Background Research Vs Real Expertise

SPEAKER_01

Sure. Yeah, and I think that's a that's an important or interesting way to frame it. You know, when do I go to a lawyer versus Google something or or ask ChatGPT? You know, I think it's great for doing some background research. You know, what are give me the framework of how you know this topic is, or what's what's, you know, get my get me oriented or at least point me in in the direction of what client, what, what questions I need to ask, or what resources I should be background research I should be doing. But then if you if you have to write a contract, you're you're gonna go, you're gonna want to go to a lawyer. You know, I don't know enough to know what I don't know, or you know, to keep be able to evaluate a contract that Chat GPT printed out and and know where are the gotchas or where, you know, where is it making a mistake.

SPEAKER_00

Well, and and that you bring up, I think, one of the biggest issues with AI currently. You said you don't know what you don't know. And AI loves to be confident. And so they'll be like, this is it, this is the best contract, it's airtight. And I think that's something we all got to look out for. And like, and there's ways to prompt and challenge it, but like it you can feel like, okay, that's it. I AI did it, but there's like a massive hole. I I think an interesting thing for us to talk about is like I could go and build a contract and think it's perfect. AI could tell me it's perfect, and I take it to my lawyer buddy, and he's like, This is trash. Yeah. What are those examples that you think if if you see like how you would use like you know, regular client would use AI, seems really good, seems really confident, comes to you, and you're like, this is trash. What what do you think are the gaps in like what is AI really good at identifying planning wise, and what is it poor at identifying planning wise?

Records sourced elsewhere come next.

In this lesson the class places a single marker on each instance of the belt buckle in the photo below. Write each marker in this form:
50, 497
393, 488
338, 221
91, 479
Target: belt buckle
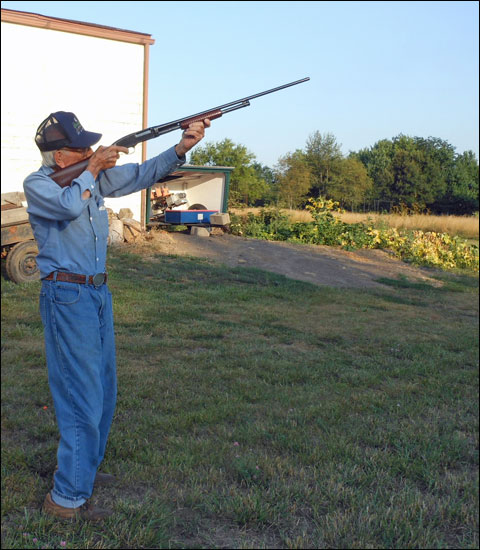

Overconfidence, Gaps, And Incomplete Advice

SPEAKER_01

Yeah, good question. I think um, you know, it it is good for getting a general plan in place. The kinds of nuts and bolts like what is my saving, what should my savings rate be if I if I'm 35 years old, I want to retire at 60, um, I have this much in the bank. Uh you know, it it it will do a projection for you, and it may even give you some pretty good recommendations about, well, here you should put this amount in your K. Uh, and if it grows at this rate, then you'll achieve your goal. Like those, those kind of calculation type questions, like it actually can answer pretty convincingly and and pretty well. I think, you know, and and also basic advice, like you need to have an umbrella insurance policy, like that's a gap in your in your liability coverage, or you know, you don't have a will, you probably should have one. You've got young kids, like those are the kinds of things that it of course it's gonna identify those things and and do it well and and give you the right advice. I think where it gets tricky and where I've seen it make mistakes is the more nuanced um or edge cases or things that uh you know deal with like real technical tax or legal advice. And then also, you know, on the on the the softer side too, like it it's not just you know, I I don't need to just be told what to do because if if that were enough, like I I probably would have already done it. You know, we all know we need we need to be saving more. We all know that like I should be maxing out my 4K. But I'm not and yeah. And I need somebody to, you know, help me think through well what are my goals and and what is this really all for?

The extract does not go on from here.